Back to the Basics - Calf Housing

Back to the Basics - Calf Housing

It may seem basic, and I hope it does, but the calf’s environment plays a HUGE role in the success of the pre-weaning period. A calf needs a dry, draft free area to call home. Easy access to water and feed is a must, and easy access for workers to provide individual care.



Proper ventilation is crucial for the health of the calf. Air movement is necessary for removing pathogens and humidity from the air. Still humid air allows bacteria to survive significantly longer which can result in respiratory disease.

Natural Ventilation is the preferred method of ventilation for calf facilities, as it is most cost effective. Many calf facilities include vents, curtains, or open sides to encourage natural air movement. Hutches come equipped with vent holes, or removable backs to allow for more air flow to the calf. In warmer times of the year they can also be propped up to allow air to flow in under the hutch. Natural ventilation has limitations. When the wind is still, naturally ventilated facilities are dependent upon thermal buoyancy, rise of warm air, for ventilation. Unlike older cows, calves do not generate enough heat to effectively warm the air that surrounds them to allow for thermal buoyancy to occur.

Ventilation in calf barns may be limited if solely relying on natural ventilation. It is recommended to use a positive pressure tube system(s) in addition to natural ventilation. These systems are usually sized to provide four changes of interior air per hour. The tube fan runs continuously and if designed correctly the tube system will deliver fresh air without a draft into the calf’s microenvironment.  Fresh air is distributed evenly through the barn and exits passively through the typical ridge and eave openings.



Maintaining clean bedding should be one of the highest priorities of managing the calf’s environment. Wet bedding is a breeding area for pathogens.
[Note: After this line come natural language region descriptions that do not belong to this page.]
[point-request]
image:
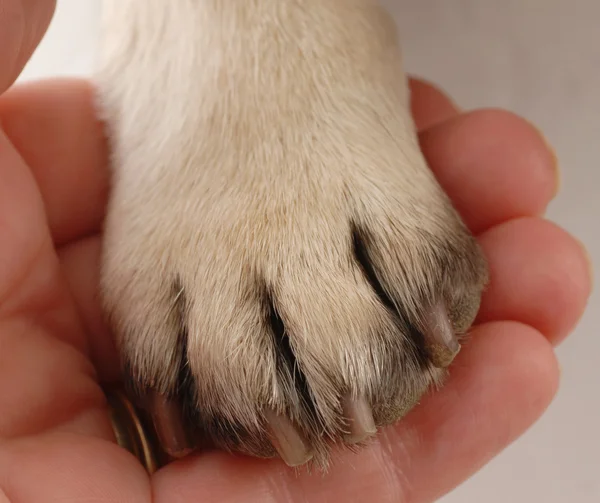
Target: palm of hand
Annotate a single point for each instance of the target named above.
(56, 441)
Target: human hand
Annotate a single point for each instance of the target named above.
(56, 441)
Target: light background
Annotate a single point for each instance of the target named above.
(541, 59)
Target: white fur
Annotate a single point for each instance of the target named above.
(246, 137)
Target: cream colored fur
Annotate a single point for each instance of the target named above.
(254, 142)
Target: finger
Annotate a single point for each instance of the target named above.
(430, 105)
(67, 467)
(22, 26)
(500, 385)
(80, 261)
(494, 165)
(540, 276)
(53, 126)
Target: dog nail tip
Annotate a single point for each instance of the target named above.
(290, 445)
(166, 416)
(440, 337)
(361, 424)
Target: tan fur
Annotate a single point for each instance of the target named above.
(255, 145)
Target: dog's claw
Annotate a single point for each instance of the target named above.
(361, 424)
(439, 336)
(287, 440)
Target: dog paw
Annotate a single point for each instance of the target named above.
(281, 270)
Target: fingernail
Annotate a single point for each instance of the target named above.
(588, 260)
(555, 161)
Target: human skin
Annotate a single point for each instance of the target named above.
(56, 443)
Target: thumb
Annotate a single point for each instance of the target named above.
(23, 23)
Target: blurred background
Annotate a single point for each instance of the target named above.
(540, 59)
If the bedding is wet, then the calf will also be wet and will have to allocate more energy just to keep warm.

  • Straw tends to be the most preferred bedding source. It is absorbent, and if deep enough allows for nesting to keep the calf warm in cold weather.  Calves well bedded with enough straw to nest in have been shown to have less incidence of scours, and respiratory disease.
  • Sand can be used as a bedding base to allow drainage, or as bedding alone in times of heat stress.
  • Sawdust is very absorbent and can be beneficial as a bedding base under straw. Bedding with sawdust alone is possible but take care as it is not healthy for calves or humans to inhale the sawdust. Also, fine sawdust has a way of finding a way into the navel stump.  When using sawdust be sure that it is not ground too fine and cover it to keep it dry when it is stored.



Calves need to be provided with easy access to fresh starter and water. Each should be presented in a manner that attracts the calf, and encourages early intake. In situations where the calf will need to put her head through a hole or a headlock, it may be beneficial to show the calf how to do it a few times, rather than expecting she will just teach herself.

Calves housed in a manner where employees can comfortably access them are more likely to receive individual attention in a time of need. For example; if the employee has to climb up, over, and through to enter the calf hutch, they may not be as likely to climb in and treat a calf that is sick. Or, in a snow storm, employees may spend more time giving special attention to sick calves housed under a hoop barn, rather than out in the snow.

Building a successful calf program is rooted in being brilliant at the basics. Today, take a step back and re-evaluate your calf housing. Is it functional and effective? Or is there something you change about it that will allow you to improve your calf rearing program?